An interesting article based on quotes from a former regional newspaper editor appeared on Hold the Front Page last week. Former Leicester Mercury editor Keith Perch, now a freelance consultant and part-time journalism lecturer had come to the conclusion that readers will ultimately have to pay for journalism.
The article was based on a post Keith had put on his blog. I’m grateful HTFP wrote about it – I’ve now discovered his blog and, while not always agreeing with what he says, I think there’s a lot many journalism experts could learn about how to blog in an inclusive, multimedia way.
The post which prompted the HTFP article also stated that for news organisations to get people to pay for news, they’d have to offer up something which people valued. And there’s the big challenge.
Sadly, when articles like this are written, all too often the debate becomes about how the internet has killed the regional press, and how the regional press has inflicted most of the damage itself by giving the online content away for free.
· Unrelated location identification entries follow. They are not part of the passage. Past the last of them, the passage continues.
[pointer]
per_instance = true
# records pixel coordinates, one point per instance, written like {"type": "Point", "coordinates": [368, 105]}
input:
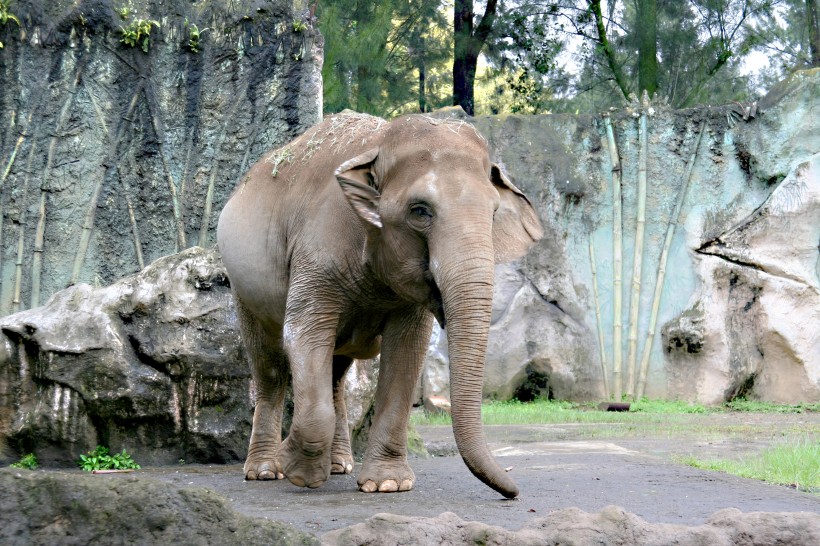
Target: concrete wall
{"type": "Point", "coordinates": [111, 157]}
{"type": "Point", "coordinates": [738, 314]}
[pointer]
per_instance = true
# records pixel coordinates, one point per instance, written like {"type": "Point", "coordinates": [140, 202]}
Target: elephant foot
{"type": "Point", "coordinates": [304, 466]}
{"type": "Point", "coordinates": [263, 468]}
{"type": "Point", "coordinates": [386, 477]}
{"type": "Point", "coordinates": [341, 461]}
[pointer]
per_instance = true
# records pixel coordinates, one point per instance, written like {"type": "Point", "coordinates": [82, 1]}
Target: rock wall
{"type": "Point", "coordinates": [739, 306]}
{"type": "Point", "coordinates": [152, 363]}
{"type": "Point", "coordinates": [112, 156]}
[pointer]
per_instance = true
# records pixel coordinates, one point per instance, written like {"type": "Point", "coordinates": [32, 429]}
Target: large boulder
{"type": "Point", "coordinates": [39, 508]}
{"type": "Point", "coordinates": [152, 363]}
{"type": "Point", "coordinates": [612, 525]}
{"type": "Point", "coordinates": [759, 337]}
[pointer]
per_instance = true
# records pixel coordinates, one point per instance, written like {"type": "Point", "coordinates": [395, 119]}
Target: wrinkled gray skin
{"type": "Point", "coordinates": [346, 244]}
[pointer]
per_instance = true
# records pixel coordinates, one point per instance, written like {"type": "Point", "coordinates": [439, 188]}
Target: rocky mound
{"type": "Point", "coordinates": [65, 508]}
{"type": "Point", "coordinates": [610, 526]}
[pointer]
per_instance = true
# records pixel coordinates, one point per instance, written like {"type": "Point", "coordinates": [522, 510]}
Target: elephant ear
{"type": "Point", "coordinates": [515, 226]}
{"type": "Point", "coordinates": [355, 176]}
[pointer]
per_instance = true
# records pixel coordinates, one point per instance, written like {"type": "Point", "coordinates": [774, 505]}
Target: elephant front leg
{"type": "Point", "coordinates": [269, 370]}
{"type": "Point", "coordinates": [341, 454]}
{"type": "Point", "coordinates": [404, 342]}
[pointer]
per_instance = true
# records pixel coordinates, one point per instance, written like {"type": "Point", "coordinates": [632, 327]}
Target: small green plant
{"type": "Point", "coordinates": [6, 15]}
{"type": "Point", "coordinates": [194, 36]}
{"type": "Point", "coordinates": [29, 462]}
{"type": "Point", "coordinates": [666, 406]}
{"type": "Point", "coordinates": [123, 12]}
{"type": "Point", "coordinates": [137, 33]}
{"type": "Point", "coordinates": [741, 404]}
{"type": "Point", "coordinates": [795, 464]}
{"type": "Point", "coordinates": [100, 459]}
Keith suggests that Johnston Press is losing £21 in print revenue for every £1 it is making in digital. I see that as a dangerous way of framing a discussion – it invites the ‘turn off the website’ devotees to argue the two are interlinked. Few other industries compare one revenue stream against another in the same way, instead focusing on the need to make the most out of the growing revenue stream while trying to protect the other for as long as possible.
The secret is to ensure that while protecting the one, you don’t restrict the other. Recently, a friend at another newspaper publisher told me they were considering keeping copy off the main website to ‘make people buy the e-edition.’ That’s one way to stick up a paywall – and a good way to ignore the mistakes of 2006.